Margaret Lu

Personal information
- Nationality: American
- Born: March 21, 1994 (age 32) Manila, Philippines

Fencing career
- Sport: Fencing
- Country: United States
- Weapon: Foil

Medal record
World Fencing Championships
| Gold medal – first place | 2018 Wuxi | Team |
| Silver medal – second place | 2017 Leipzig | Team |
Pan American Championships
| Gold medal – first place | 2013 Cartagena | Team |
| Gold medal – first place | 2015 Santiago | Team |
| Gold medal – first place | 2017 Montreal | Team |
| Gold medal – first place | 2018 Havana | Team |
| Bronze medal – third place | 2013 Cartagena | Individual |
| Bronze medal – third place | 2017 Montreal | Individual |

= Margaret Lu =

American fencer (born 1994)

Margaret Lu (born March 21, 1994) is an American fencer.

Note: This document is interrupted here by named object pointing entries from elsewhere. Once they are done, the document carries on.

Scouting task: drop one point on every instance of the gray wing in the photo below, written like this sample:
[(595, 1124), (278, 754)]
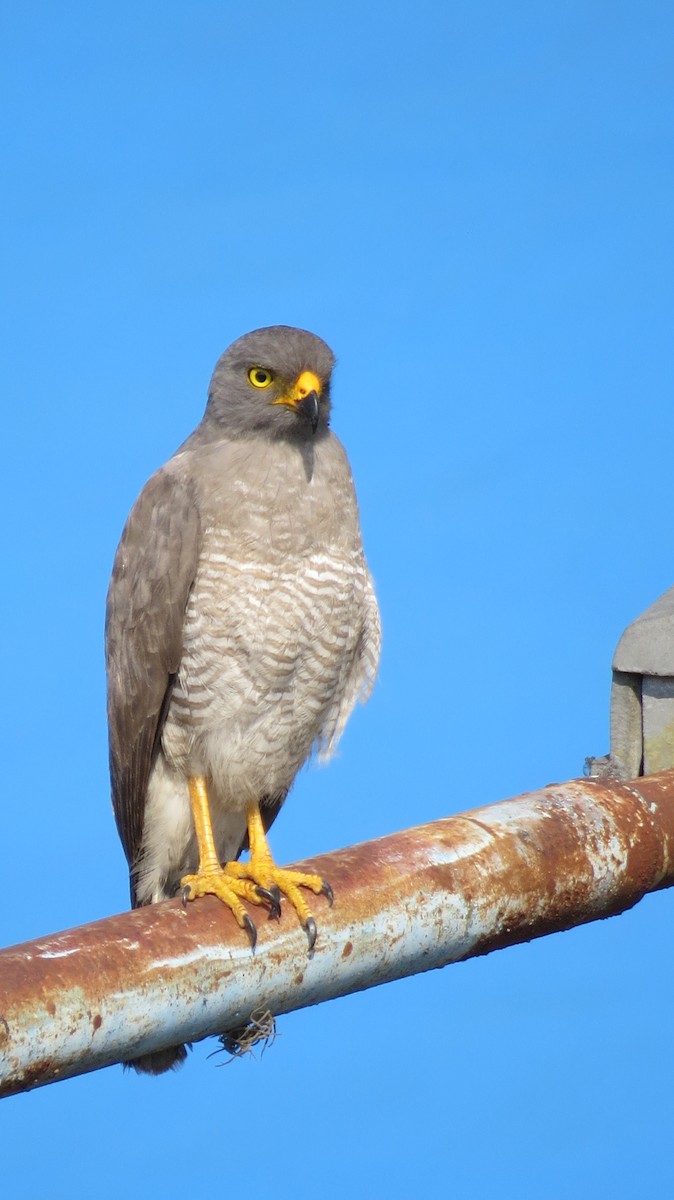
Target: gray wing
[(152, 575)]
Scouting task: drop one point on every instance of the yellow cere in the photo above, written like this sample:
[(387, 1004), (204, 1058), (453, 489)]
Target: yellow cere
[(305, 383)]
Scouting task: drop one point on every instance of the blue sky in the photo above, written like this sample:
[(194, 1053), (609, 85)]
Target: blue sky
[(473, 204)]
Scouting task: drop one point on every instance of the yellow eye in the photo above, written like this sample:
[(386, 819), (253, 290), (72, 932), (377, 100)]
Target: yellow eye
[(260, 377)]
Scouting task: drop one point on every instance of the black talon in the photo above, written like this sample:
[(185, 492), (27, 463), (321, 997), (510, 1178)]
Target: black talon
[(250, 927), (312, 933), (272, 898)]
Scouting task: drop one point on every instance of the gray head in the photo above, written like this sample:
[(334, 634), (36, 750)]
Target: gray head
[(274, 381)]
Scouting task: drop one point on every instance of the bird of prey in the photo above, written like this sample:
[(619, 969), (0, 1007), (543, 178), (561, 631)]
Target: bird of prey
[(241, 629)]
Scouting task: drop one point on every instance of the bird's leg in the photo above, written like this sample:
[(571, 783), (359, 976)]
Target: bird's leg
[(211, 879), (271, 879)]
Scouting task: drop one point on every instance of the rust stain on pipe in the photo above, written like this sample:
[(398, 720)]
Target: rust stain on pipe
[(404, 904)]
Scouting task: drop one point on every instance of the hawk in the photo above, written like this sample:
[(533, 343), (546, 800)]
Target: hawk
[(241, 629)]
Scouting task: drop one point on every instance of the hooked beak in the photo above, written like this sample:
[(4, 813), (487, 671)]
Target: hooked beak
[(304, 397), (308, 407)]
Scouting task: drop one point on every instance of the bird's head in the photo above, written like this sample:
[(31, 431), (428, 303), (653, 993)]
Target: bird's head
[(274, 381)]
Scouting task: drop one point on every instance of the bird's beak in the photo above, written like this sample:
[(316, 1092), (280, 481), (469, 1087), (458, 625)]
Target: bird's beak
[(304, 397)]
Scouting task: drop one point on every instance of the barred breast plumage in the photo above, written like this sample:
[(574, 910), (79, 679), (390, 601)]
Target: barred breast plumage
[(280, 640), (241, 629)]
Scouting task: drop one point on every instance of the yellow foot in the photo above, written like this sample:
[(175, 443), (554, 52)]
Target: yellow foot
[(269, 881), (216, 882)]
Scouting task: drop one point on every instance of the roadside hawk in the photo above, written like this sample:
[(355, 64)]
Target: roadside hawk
[(241, 629)]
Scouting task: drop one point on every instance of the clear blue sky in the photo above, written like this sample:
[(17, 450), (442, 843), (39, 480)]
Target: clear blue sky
[(474, 204)]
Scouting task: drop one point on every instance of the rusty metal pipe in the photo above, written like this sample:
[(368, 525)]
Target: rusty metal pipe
[(404, 904)]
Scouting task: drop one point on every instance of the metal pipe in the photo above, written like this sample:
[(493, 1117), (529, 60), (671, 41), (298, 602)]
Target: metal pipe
[(415, 900)]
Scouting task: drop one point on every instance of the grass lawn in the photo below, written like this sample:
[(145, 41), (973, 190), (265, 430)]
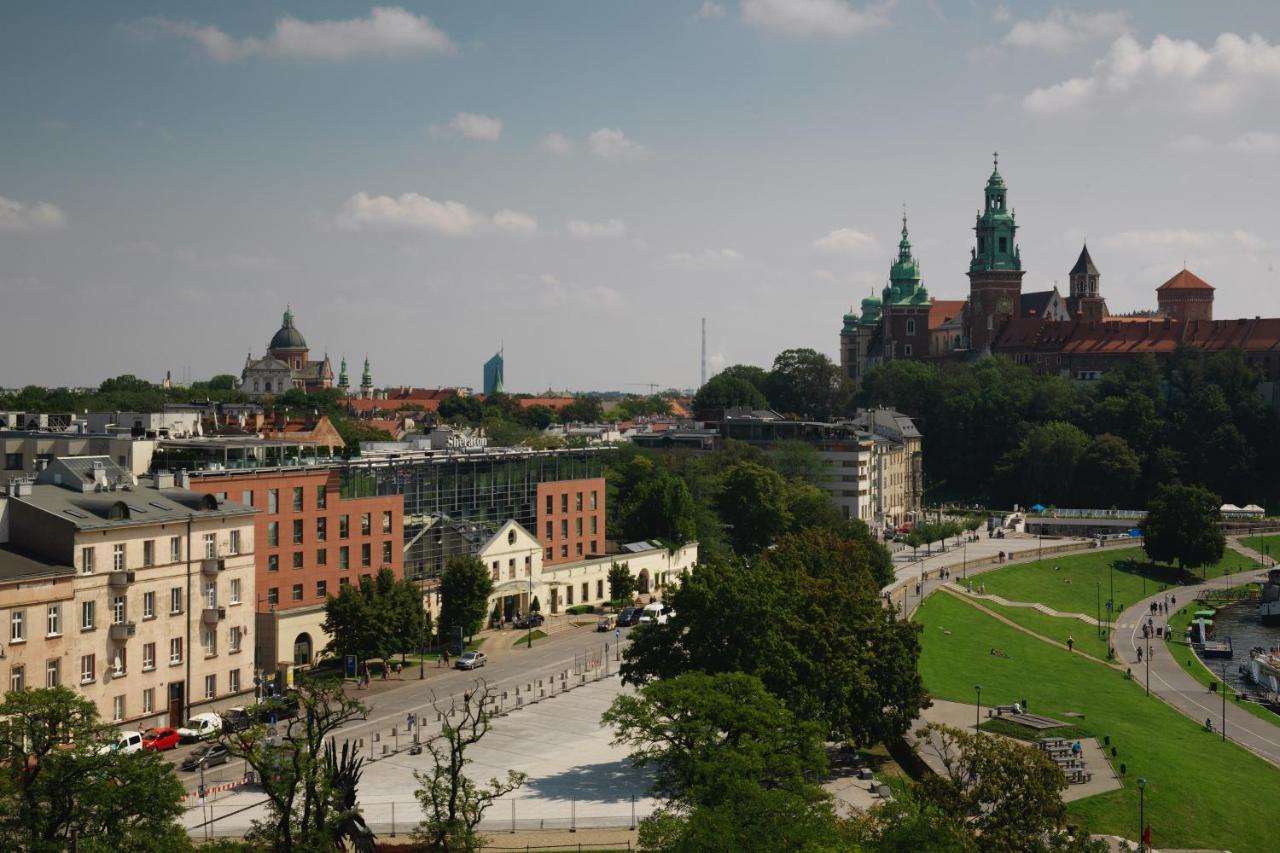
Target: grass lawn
[(524, 638), (1069, 583), (1056, 628), (1201, 793)]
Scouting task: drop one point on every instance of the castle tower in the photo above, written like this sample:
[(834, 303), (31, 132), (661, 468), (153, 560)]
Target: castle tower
[(1086, 302), (905, 306), (995, 268), (1185, 297)]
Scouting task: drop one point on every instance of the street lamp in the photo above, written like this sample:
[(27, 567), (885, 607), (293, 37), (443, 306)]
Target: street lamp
[(1142, 812), (977, 711)]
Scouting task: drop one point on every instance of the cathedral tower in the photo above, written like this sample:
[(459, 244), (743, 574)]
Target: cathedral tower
[(995, 268)]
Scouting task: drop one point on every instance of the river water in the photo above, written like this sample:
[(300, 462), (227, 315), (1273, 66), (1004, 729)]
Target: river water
[(1242, 624)]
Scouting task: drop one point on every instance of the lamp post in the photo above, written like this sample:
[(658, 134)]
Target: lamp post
[(1142, 812)]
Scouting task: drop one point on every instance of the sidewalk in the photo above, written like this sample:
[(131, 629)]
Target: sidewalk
[(1170, 683)]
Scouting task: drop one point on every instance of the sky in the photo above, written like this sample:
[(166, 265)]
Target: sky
[(580, 182)]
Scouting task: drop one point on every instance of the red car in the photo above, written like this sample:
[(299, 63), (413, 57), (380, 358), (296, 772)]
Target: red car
[(160, 739)]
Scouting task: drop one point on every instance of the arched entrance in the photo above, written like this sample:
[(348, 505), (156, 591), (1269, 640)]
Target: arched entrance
[(302, 649)]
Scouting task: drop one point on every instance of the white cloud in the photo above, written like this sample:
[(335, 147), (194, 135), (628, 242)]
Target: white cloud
[(1255, 142), (1189, 144), (411, 211), (1178, 73), (709, 10), (816, 17), (515, 222), (597, 229), (558, 144), (471, 126), (705, 259), (388, 31), (1064, 30), (846, 241), (612, 144), (1183, 238), (37, 215)]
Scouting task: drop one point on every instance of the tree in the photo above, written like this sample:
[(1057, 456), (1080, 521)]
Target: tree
[(465, 589), (310, 790), (58, 784), (818, 635), (752, 505), (1183, 525), (452, 803), (723, 392), (807, 383), (622, 583)]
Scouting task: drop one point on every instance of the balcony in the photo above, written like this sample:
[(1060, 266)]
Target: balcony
[(122, 630)]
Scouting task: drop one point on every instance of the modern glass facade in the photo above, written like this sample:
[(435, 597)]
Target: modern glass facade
[(455, 501)]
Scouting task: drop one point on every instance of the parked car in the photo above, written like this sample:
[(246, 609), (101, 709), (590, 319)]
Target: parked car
[(201, 726), (471, 661), (209, 755), (124, 742), (530, 620), (160, 739)]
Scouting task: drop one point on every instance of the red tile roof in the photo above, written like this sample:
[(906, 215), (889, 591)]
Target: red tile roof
[(1185, 281)]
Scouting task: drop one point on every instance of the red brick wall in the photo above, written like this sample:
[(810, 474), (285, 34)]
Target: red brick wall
[(283, 576), (567, 507)]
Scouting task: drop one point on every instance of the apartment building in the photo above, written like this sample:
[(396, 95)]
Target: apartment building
[(138, 596)]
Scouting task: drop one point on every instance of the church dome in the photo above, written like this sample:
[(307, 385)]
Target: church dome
[(288, 337)]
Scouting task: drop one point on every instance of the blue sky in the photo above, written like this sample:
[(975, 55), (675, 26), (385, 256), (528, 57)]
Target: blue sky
[(580, 182)]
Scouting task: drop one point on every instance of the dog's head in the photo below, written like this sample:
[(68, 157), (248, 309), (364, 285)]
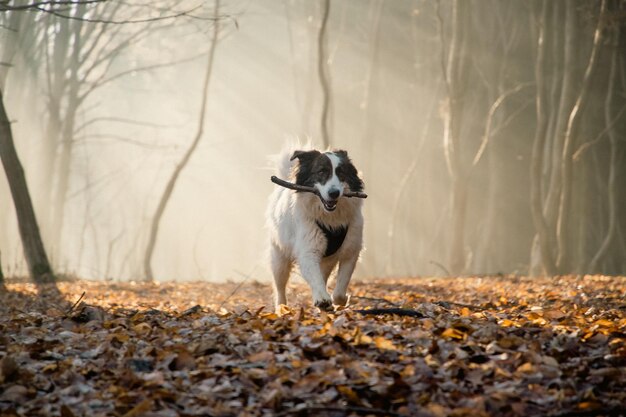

Lu has participated in the World Fencing Championships several times, winning a silver medal in 2017 and a gold medal in 2018, both in the team events.

She won gold medals at the Pan American Fencing Championships in 2013, 2015, 2017 and 2018, all of which were in the team foil events. She won bronze medals in the individual events in 2013 and 2017.

She fenced for the Columbia Lions fencing team. Lu graduated from Columbia University in 2017.